Due to the higher thermal conductivity of the carbon fibres, UPPH-CF-ATH reaches Tmax, reverse side of 230–250 °C, while the glass fibre containing UPPH-GF-ATH reaches Tmax, reverse side of 150–170 °C. However, both materials show a Tmax, reverse side higher than 120 °C. Therefore, further improvement of the thermal conductivity of the materials, especially for the carbon fibre containing material, seems to be necessary. Beside the temperature of the reverse side of the specimen criterion, UPPH resin plates show promising properties for an application as REESS housing material. No ignition of the reverse side of the specimen, self-extinction and structural integrity as well as a very low mass loss is observed. The mass loss of about 1–2% indicates that only the surface of the specimen is pyrolyzed during the test.

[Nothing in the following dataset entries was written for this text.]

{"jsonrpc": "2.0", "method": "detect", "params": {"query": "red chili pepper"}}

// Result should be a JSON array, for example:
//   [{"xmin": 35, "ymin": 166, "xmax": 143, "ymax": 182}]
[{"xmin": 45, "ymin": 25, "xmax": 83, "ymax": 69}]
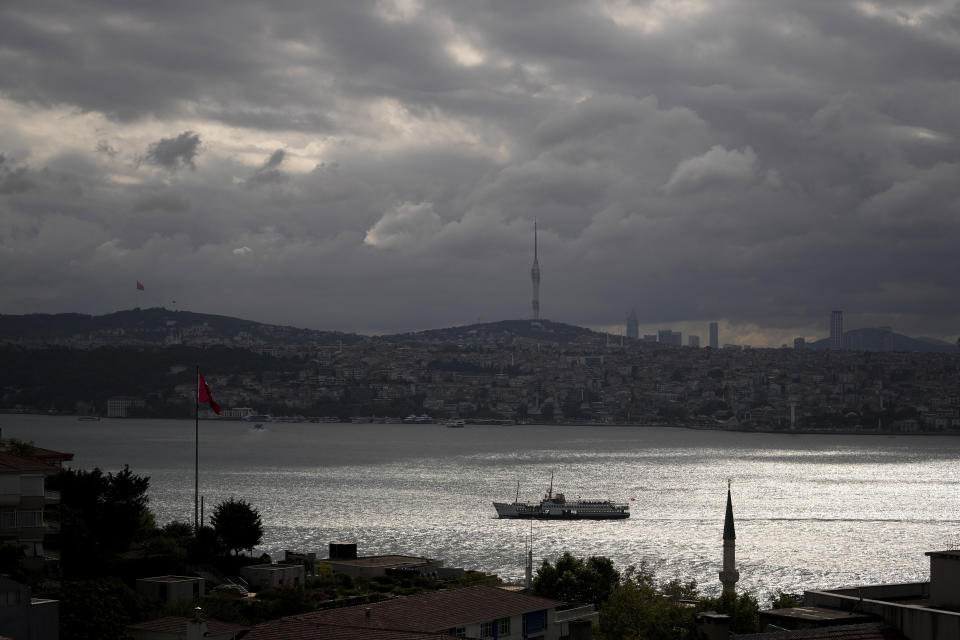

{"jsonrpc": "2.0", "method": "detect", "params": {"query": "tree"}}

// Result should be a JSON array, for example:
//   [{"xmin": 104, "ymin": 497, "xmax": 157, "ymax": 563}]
[
  {"xmin": 210, "ymin": 498, "xmax": 263, "ymax": 555},
  {"xmin": 47, "ymin": 467, "xmax": 155, "ymax": 576},
  {"xmin": 533, "ymin": 553, "xmax": 620, "ymax": 606},
  {"xmin": 697, "ymin": 591, "xmax": 760, "ymax": 633}
]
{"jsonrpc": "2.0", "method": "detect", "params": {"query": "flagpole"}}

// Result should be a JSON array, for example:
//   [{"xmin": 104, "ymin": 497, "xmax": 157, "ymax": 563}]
[{"xmin": 193, "ymin": 364, "xmax": 200, "ymax": 531}]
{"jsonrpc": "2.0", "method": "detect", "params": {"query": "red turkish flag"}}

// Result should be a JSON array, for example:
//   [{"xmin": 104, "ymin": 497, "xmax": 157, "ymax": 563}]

For thick thermosets, the temperature of the reverse side of the specimen seems to be the criterion of highest importance.

Thermoplastic PP sandwich structure

Three PP-GF-EPP sandwich structures containing FR-free TLs as well as three sandwich structures containing the FR MDH were tested with bench-scale fuel fire test. The test results are shown in Table 4, Figs. 6 and 7.

Fig. 6
figure 6

Temperature profile of the back surface during the fire test of PP-GF-EPP and PP-GF-MDH-EPP sandwich structures. (1) Delay of the reverse side temperature rise when using FR MDH

Fig. 7
figure 7

Sandwich specimens after fire test; left: PP-GF-EPP, right: PP-GF-MDH-EPP

Both sandwich structures show a low Tmax, reverse side of about 80 °C during the test and no ignition of the reverse side of the specimen. Tmax, reverse side is reached 2–3 min after the pool fire is out. Self-extinction of both materials occurs, and an after-burn time up to 40 s is observed for the FR free specimen and a significantly reduced after-burn time for the FR containing specimen. However, the fire treated TL and the EPP core are strongly damaged. The PP polymer matrix of TL is pyrolyzed completely and a major area of the EPP foam melted, due to its thermoplastic nature. The incorporation of 20 mass% MDH in the PP-GF TL leads to delay of the reverse side temperature rise. Compared to the MDH-free sandwich structure, PP-GF-MDH-EPP shows an about 50 s delayed and about 5 °C lower Tmax, reverse side. The endothermic decomposition of MDH seems to be mainly responsible for this observation as well as the increased formation of thermal stable char on the specimen surface which is stabilized by the remaining glass fibres. However, the thermal protection effect of this thin GF reinforced char layer is assumed to be low.

Based on the Tmax, reverse side results, PP-GF-EPP and especially PP-GF-MDH-EPP are very promising for REESS housing application. The influence of the loss of structural integrity cannot be assessed with the current test results.

For thermoplastic sandwich structures, the structural integrity is the criterion of highest importance due to the low melting points of the polymeric materials. Further improvements of the test by, e.g. the application of additional mechanical stress seem to be necessary and are currently under development.

Conclusions

The bench-scale fuel fire test is a cost-efficient pre-evaluation method for developing materials and manufacturing processes for REESS housings prior to a standard fire test according to UNECE-R100-8E. The fire behaviour of the materials and their changes due to the pool fire allow an assessment of the usability. Changes in the mechanical properties of the components can also be determined after the fire test. The reverse side temperatures provide information about the insulation behaviour of the materials and thus, an initial assessment of the internal temperatures to be expected in a REESS housing. This makes it possible to estimate the thermal loads on the batteries contained and, if one knows the properties of the battery system, to predict its possible behaviour or damage. First tests on thermoplastic and thermoset samples showed the different behaviour in the bench-scale pool fire test. A more detailed analysis of investigations into the flame retardancy of PP-GF-EPP sandwich structures as housing materials for REESS of EVs is available [28]. However, the verification of conformity with the standard UNECE-R100-8E gasoline pool fire test as well as further improvements to the test arrangement is in progress.